Watching from over the president’s right shoulder, Stanton admired her performance. A former television anchor, she knew exactly where the cameras were, and eyed them directly for her most memorable soundbites.
“Parts of our country that have needed a boost for decades will finally get one, and the entire nation will benefit from this new domestic energy source. Beginning today, Energy 2020 is officially underway! And with it, a better, more secure, more prosperous American future!”
She opened the leather-bound booklet in front of her, lifted one of the dozen ceremonial presidential pens laying to her right, and began signing the document. She used each pen as she completed her signature.
“It’s a good thing I have a long name,” she joked as she lifted the final pen, the crowd laughing.
When she finished, as the room applauded, the president personally congratulated everyone standing behind her before heading back to the Oval Office.
Stanton sought out Ohio’s Gibbs at the far end of the line. The rookie congressman’s district stood to gain as much as any from the legislation.

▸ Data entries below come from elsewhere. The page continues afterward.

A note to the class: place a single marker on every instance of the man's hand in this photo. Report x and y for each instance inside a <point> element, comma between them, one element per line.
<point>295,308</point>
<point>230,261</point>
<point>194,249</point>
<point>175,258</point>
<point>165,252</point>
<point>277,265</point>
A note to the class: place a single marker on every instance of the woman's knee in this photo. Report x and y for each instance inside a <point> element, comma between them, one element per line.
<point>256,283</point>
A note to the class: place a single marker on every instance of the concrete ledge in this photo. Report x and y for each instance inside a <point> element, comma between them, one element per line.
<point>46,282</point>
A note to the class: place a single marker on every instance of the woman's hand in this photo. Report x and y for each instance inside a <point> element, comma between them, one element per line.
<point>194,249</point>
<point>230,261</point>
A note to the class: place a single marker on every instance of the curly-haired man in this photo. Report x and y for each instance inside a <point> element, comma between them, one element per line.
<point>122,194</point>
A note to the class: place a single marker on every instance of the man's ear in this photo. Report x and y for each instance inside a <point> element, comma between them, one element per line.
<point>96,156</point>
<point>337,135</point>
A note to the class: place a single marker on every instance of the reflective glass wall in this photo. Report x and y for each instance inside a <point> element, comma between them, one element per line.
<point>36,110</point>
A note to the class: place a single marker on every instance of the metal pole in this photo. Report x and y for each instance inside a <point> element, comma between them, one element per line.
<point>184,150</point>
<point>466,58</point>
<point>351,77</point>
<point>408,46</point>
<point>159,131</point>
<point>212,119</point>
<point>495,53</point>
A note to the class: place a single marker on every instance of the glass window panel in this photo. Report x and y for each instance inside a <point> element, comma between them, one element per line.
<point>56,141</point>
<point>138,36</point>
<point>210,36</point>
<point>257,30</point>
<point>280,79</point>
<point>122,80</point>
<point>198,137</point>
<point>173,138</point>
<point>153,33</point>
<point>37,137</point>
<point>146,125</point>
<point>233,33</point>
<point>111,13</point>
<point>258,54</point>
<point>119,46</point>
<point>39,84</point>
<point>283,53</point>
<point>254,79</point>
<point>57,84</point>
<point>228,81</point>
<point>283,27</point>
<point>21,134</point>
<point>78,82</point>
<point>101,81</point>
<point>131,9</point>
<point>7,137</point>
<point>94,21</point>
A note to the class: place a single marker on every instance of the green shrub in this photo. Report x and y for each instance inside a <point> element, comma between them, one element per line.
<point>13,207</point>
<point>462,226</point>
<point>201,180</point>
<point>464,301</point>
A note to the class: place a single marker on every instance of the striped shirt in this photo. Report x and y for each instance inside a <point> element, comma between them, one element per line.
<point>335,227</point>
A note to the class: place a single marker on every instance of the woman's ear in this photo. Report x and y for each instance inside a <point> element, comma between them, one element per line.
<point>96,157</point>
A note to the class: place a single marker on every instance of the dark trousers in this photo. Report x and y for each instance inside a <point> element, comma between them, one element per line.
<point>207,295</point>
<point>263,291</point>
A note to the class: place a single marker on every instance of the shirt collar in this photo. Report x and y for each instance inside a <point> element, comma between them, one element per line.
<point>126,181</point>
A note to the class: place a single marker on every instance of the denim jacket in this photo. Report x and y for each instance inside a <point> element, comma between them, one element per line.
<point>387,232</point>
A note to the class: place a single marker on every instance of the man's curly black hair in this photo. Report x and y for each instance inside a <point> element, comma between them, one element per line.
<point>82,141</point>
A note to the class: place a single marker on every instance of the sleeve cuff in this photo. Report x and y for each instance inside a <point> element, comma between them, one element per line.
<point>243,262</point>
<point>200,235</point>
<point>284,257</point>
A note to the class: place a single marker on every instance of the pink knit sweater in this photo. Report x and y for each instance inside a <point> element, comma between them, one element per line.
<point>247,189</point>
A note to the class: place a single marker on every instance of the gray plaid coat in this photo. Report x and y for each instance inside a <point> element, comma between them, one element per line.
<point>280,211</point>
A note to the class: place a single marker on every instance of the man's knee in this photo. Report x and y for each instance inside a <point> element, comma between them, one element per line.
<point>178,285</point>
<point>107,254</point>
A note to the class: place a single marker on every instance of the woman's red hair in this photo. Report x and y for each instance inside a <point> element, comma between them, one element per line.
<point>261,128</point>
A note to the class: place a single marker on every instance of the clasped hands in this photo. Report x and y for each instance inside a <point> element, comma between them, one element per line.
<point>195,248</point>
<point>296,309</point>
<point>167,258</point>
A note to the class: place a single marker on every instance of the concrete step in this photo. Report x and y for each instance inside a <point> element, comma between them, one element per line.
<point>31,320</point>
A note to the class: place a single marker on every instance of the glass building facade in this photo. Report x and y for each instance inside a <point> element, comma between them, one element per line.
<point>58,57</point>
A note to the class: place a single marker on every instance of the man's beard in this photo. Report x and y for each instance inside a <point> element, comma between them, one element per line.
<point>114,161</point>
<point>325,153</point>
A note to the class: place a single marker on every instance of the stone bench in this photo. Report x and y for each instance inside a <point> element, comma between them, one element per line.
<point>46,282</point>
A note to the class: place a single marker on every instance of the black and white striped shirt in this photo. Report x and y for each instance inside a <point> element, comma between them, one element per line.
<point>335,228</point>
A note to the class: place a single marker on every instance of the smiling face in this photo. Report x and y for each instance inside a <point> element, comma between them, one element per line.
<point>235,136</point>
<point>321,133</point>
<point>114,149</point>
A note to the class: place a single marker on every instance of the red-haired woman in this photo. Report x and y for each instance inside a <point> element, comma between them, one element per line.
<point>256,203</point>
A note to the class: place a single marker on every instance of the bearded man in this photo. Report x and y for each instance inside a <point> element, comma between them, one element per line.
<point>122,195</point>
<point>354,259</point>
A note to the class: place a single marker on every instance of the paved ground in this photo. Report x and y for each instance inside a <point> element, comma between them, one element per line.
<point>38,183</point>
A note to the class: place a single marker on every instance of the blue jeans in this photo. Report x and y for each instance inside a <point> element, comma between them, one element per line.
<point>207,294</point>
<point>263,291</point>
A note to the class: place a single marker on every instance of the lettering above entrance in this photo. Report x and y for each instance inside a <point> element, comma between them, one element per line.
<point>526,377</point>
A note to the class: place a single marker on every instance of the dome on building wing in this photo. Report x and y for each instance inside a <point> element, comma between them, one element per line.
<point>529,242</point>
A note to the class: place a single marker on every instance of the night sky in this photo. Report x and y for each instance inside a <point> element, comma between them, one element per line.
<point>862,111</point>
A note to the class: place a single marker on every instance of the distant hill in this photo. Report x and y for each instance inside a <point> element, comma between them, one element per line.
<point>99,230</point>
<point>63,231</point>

“You helped make this happen, Jim. Congratulations. This will be a huge hit back home.”
Stanton handed him the pen the president had given to him. Gibbs eagerly grasped it.
“Thank you. I wouldn’t be here if it weren’t for you.”
Stanton patted the rookie on the shoulder. Although it wasn’t true, he happily took the credit.
Chapter 7
YOUNGSTOWN, OHIO: 90 days afte
r the election
“Jack, what’s wrong with Lee Kelly? He looks awful.”
Months after the election, months after dropping the Monroe County story, the same question still came my way every few days.
I was never especially close to Kelly. But people assume reporters know the inside scoop, especially those of us who’ve been around forever. And we love leaving that impression, inaccurate as it may be.
“Public rejection is rough,” was my standard response, trying to downplay it.
But they were right. The last two times I saw Kelly, he was a mess.
Two months after he lost, when the Youngstown Democratic Party honored him on a gray, snowy evening in January, the always raucous crowd fell quiet as he reached the podium. A new slouch masked his tall, broad-shouldered frame, and his previously trim physique bulged noticeably in the middle. His close-cropped brown hair, always parted carefully to the right, now plunged straight down. Fine for a teenager, but not a former congressman in his late fifties. And at the Steubenville Labor Breakfast a month later, same appearance, same reaction.
On both occasions, meant to be celebrations, Kelly couldn’t fake it. His old smile flashed as he took the stage, but quickly vanished. And even sitting close to the podium, I struggled to hear his brief, lifeless comments.
It was hard to watch. For everyone there, I’m sure, but especially for me.
Politics consumed my life as a kid. Dad served for years as a state legislator from Canton, so my sister Meredith and I grew up marching in parades, knocking on doors, and putting up yard signs. Outside of football, my other trophies in life were photos with Nixon, Ford, Reagan and other Republican poobahs as they passed through the Buckeye State.
But amid this constellation of political stars, Dad remained my political hero. An old school moderate. A Rockefeller Republican. Watching Dad taught me that politics at its best involved good people coming together, compromising to get important things done. That was what Dad strived to do, and nothing felt better than planting “Re-Elect Sharpe” signs in Democrats’ yards as well as Republicans’.